Les membres de la Via Campesina - paysans et paysannes sur des fermes familiales et durables - fournissent à l’humanité un bien essentiel : la nourriture. Il y a deux autres raisons pour lesquelles il est important de prendre en compte les positions de la Via Campesina : premièrement, la vulnérabilité des paysans vis à vis des conséquences du changement climatique est énorme, mais également parce que ces mêmes paysans peuvent apporter une contribution en vue de trouver une solution au problème du changement climatique. Bien sûr, on pourrait s’attendre à ce que ce soit un paysan du "Sud" qui vienne témoigner ici de la menace que représente le changement climatique pour la survie de nombreuses familles paysannes. Toutefois, les valeurs et propositions pour l’agriculture et l’alimentation sont partagées par l’intégralité des membres de notre mouvement international. Je suis un agriculteur du Sud-Ouest des Pays-Bas, vivant dans un delta situé sous le niveau de la mer. Ma région a été frappé par une terrible inondation quelques années avant ma naissance, dans laquelle plus de 2 000 personnes ont trouvé la mort. A Nyéléni, au Mali, un forum international pour la souveraineté alimentaire s’est tenu en 2007. Là-bas nous avons pu nous rendre compte par nous mêmes de la difficulté des conditions de travail pour les paysans locaux : la chaleur, le manque d’eau, etc. La crainte des populations vivant dans les deltas face aux inondations et les difficultés des populations vivant dans des régions touchées par la sécheresse sont des réalités que la société doit prendre en compte et solutionner.

Nous savons ce qu’il faut faire pour résoudre le problème climatique, mais pour cela nous devons réparer un certain nombre de décisions néfastes prises de par le passé. Un passé néolibéral que certains parmi vous déclarent comme étant mort aujourd’hui. La dérégulation de l’agriculture a signifié que les pays ont dû ouvrir leur marché à des produits alimentaires de base qui étaient moins chers car subventionnés, au détriment des productions locales : le maïs traditionnel au Mexique, les variétés locales de riz au Philippines et, dans une moindre mesure, la production de protéines végétales en Europe.

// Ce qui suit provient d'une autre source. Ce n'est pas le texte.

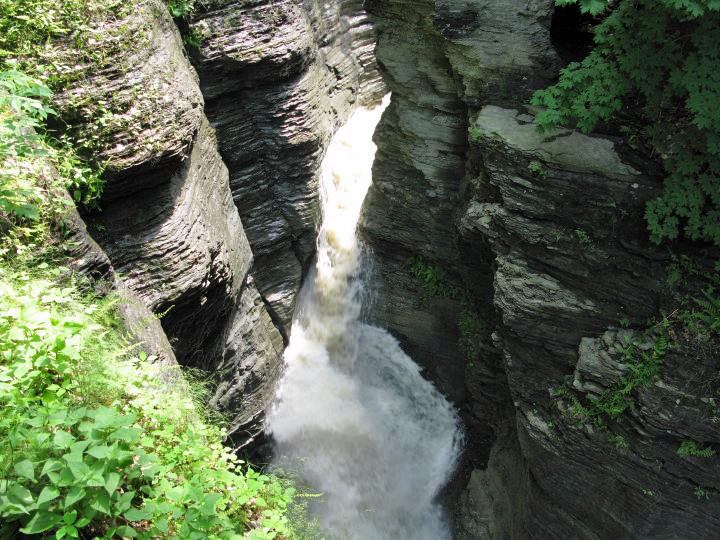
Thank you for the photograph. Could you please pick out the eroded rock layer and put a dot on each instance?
(279, 78)
(546, 234)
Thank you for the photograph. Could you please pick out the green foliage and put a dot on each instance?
(30, 198)
(93, 446)
(700, 493)
(582, 236)
(643, 363)
(691, 448)
(475, 133)
(537, 169)
(181, 8)
(702, 318)
(434, 280)
(659, 58)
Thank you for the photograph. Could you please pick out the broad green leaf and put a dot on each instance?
(126, 532)
(74, 495)
(137, 514)
(42, 521)
(101, 502)
(99, 452)
(26, 469)
(70, 517)
(63, 439)
(49, 493)
(112, 482)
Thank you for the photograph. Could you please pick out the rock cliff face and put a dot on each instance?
(279, 77)
(168, 223)
(546, 234)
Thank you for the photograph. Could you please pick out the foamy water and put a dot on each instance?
(352, 410)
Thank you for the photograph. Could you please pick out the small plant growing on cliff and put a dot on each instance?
(435, 283)
(538, 170)
(433, 278)
(582, 236)
(691, 448)
(658, 59)
(475, 133)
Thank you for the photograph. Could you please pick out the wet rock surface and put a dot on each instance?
(279, 78)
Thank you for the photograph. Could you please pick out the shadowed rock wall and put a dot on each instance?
(283, 77)
(279, 78)
(546, 233)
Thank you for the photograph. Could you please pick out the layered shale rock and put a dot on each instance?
(278, 78)
(546, 234)
(168, 223)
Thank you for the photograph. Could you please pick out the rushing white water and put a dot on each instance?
(367, 430)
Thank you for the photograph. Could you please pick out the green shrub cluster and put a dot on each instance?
(35, 169)
(643, 364)
(95, 443)
(659, 59)
(692, 448)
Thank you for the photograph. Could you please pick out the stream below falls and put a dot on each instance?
(353, 416)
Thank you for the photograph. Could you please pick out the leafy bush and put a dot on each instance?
(94, 445)
(659, 59)
(434, 280)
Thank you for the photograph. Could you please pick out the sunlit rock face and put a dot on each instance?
(279, 78)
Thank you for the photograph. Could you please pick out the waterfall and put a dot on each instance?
(352, 408)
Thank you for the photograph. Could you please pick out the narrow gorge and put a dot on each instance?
(433, 357)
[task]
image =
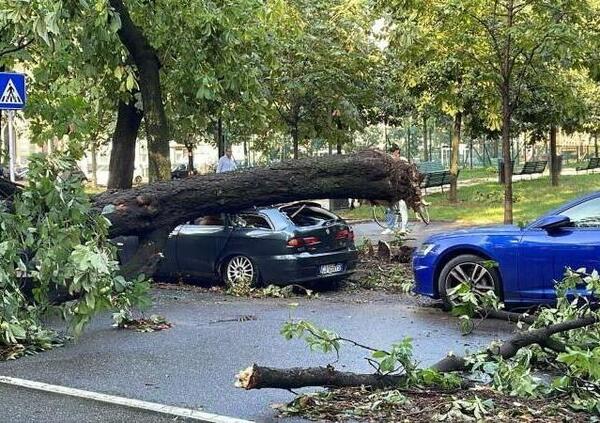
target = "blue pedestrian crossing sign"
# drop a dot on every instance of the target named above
(12, 91)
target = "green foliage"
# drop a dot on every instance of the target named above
(53, 246)
(398, 358)
(467, 409)
(317, 339)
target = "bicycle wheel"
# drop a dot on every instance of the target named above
(379, 216)
(423, 214)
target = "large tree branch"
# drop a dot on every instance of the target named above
(257, 377)
(368, 174)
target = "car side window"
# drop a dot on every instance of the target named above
(251, 220)
(210, 220)
(303, 215)
(585, 215)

Simultanément, les apôtres du libre-échange comme par exemple la Banque Mondiale ou encore le complexe agroindustriel travaillaient main dans la main pour nous pousser à réorienter nos productions vers des produits d’exportation : "Seul le marché mondialisé peut vous fournir des débouchés pour vos produits". Mais tout le monde sait bien que, dans le domaine de l’agriculture, quand tout le monde se met à produire les mêmes types de produits, le résultat inévitable est un effondrement des prix. Voici donc à quoi ressemble l’agriculture à la fin de l’ère néolibérale : des centaines de millions de tonnes d’aliments trimballés d’un bout de la planète à l’autre, des agriculteurs chassés de leurs terres ou obligés d’appliquer des méthodes intensives et dévoreuses d’énergie, en opposition directe avec les méthodes agricoles traditionnelles, plus adaptées aux conditions locales.

La solution est la souveraineté alimentaire : le droit des peuples à définir leurs propres politiques agricoles, de se protéger contre des importations-dumping sans pour autant porter atteinte au développement de l’agriculture ailleurs dans le monde. Ces mesures nous permettront de dégager l’espace nécessaire qui nous permettra de faire ce que nous sommes censés faire et que nous voulons réaliser : produire des aliments de qualité, sains et sûr, en premier lieu pour nourrir l’humanité et non pour enrichir le complexe agroindustriel.